Described as an example of kindness, compassion, selflessness and patient advocacy, Jonathan Garcia Ortiz works in the ICU at Baylor Scott & White Medical Center — Round Rock. Ask anyone who’s worked with him or been in his care, and you’ll hear he’s truly something special.
“In my time with this system, I have never known a nurse quite like Jonathan,” said Leslie Gembol, Jonathan’s manager. “Shortly after his arrival, the team made it clear to me that this “new guy” was special.”

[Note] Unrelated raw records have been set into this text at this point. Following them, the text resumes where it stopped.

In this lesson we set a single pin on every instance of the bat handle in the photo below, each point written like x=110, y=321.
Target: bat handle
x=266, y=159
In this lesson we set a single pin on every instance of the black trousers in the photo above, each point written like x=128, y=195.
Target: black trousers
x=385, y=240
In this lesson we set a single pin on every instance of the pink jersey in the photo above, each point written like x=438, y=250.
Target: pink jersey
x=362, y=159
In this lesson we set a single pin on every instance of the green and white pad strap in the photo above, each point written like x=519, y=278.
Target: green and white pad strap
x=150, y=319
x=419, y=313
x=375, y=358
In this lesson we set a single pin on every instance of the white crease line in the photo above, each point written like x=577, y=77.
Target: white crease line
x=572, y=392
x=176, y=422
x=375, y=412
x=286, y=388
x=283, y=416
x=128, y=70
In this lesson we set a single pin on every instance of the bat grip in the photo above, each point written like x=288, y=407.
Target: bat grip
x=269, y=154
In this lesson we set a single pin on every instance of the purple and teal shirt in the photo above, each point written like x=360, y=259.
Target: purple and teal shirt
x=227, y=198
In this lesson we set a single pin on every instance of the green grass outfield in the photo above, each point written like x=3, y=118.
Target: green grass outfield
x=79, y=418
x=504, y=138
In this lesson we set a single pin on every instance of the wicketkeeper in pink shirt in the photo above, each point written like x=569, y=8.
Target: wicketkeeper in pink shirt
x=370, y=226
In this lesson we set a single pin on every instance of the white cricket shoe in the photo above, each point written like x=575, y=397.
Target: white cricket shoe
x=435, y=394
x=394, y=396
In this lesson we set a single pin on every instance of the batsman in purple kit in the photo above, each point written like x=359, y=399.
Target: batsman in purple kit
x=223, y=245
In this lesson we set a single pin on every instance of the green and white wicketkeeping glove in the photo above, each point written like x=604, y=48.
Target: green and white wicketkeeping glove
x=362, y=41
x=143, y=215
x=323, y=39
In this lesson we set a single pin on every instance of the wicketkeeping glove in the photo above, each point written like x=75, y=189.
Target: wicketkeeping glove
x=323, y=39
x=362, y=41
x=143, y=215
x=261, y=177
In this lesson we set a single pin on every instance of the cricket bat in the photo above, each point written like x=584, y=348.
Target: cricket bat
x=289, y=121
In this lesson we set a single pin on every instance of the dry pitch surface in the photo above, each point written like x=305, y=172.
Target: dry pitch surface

One of Jonathan’s first shining moments came while he was on orientation in his unit, and was mentioned in a paid obituary by a patient’s family. The words in the obituary made it clear to anyone reading that Jonathan was not only good, but that he went above and beyond for his patient.
“This was not a sentence, or a statement that Jonathan was great,” said Gembol. “But quite literally an entire paragraph listing the ways he impacted this family during a very significant and stressful time in their lives.”
A few months later, and Leslie’s team would once again learn from Jonathan’s example of selflessness and kindness.
“Our team had a patient who stayed with us for 5 weeks prior to his passing,” said Gembol. “This patient was particularly special for many reasons; He was a man of sound mind, whose lungs were gradually failing him before his family’s and caregiver’s eyes.”
Gembol explained that over these 5 weeks, many stories and many tears were shed. There were moments of anger and there were moments of fear. Eventually, the patient decided he did not want to live the rest of his life connected to life support. His wife, a nurse of 30+ years, stayed by his side throughout the final moments of his life. As it turns out, one of those moments would also involve Jonathan Garcia-Ortiz.
Jonathan was the patient’s nurse on day shift prior to the patient’s passing, and he learned that the patient wanted a Roasted Turkey sandwich from Whole Foods Market before he passed away. At the end of his shift, Jonathan decided to make sure the patient would get that sandwich. However, when he called Whole Foods he was told they were closing. In an act of true compassion for his patient, Jonathan explained that this was not just a sandwich, but the most important sandwich they would ever make— the patient’s last meal. With the help of a co-worker, Jonathan secured not just one but two of the requested sandwiches for the patient, which Whole Foods provided at no charge.
“The patient’s wife said that no words could express the appreciation the patient and the entire family had for this seemingly small act that made an enormous impact,” said Gembol. “This was not only the patient’s final meal, but a true example we can all learn from about heartfelt compassion and patient advocacy.”
As for his own thoughts on nursing and being nominated for Best in Class Awards honors, Jonathan feels thankful.
“First of all, I thank God for all this,” said Garcia-Ortiz. “Also, I really love to work with my people at Baylor Scott & White. It truly makes a difference. In our unit and in the whole hospital, we work as a team.”
Jonathan said that this is not just nurses and doctors, but the kitchen and housekeeping and everybody else, and that through this collaboration, the team achieves continued success.
“I just feel blessed and thankful to be a part of that,” said Garcia-Ortiz. “Whenever you don’t have that much stress at work, you can actually perform at 100 percent. That is how I was able to make sure the patient got the sandwich from Whole Foods. Of course I didn’t leave the room to get it, but I had someone who was able to go and get it for me. Things like that, I was able to concentrate on my patient instead of about being stressed about being at work. So it’s just the team, and I just really love working there.”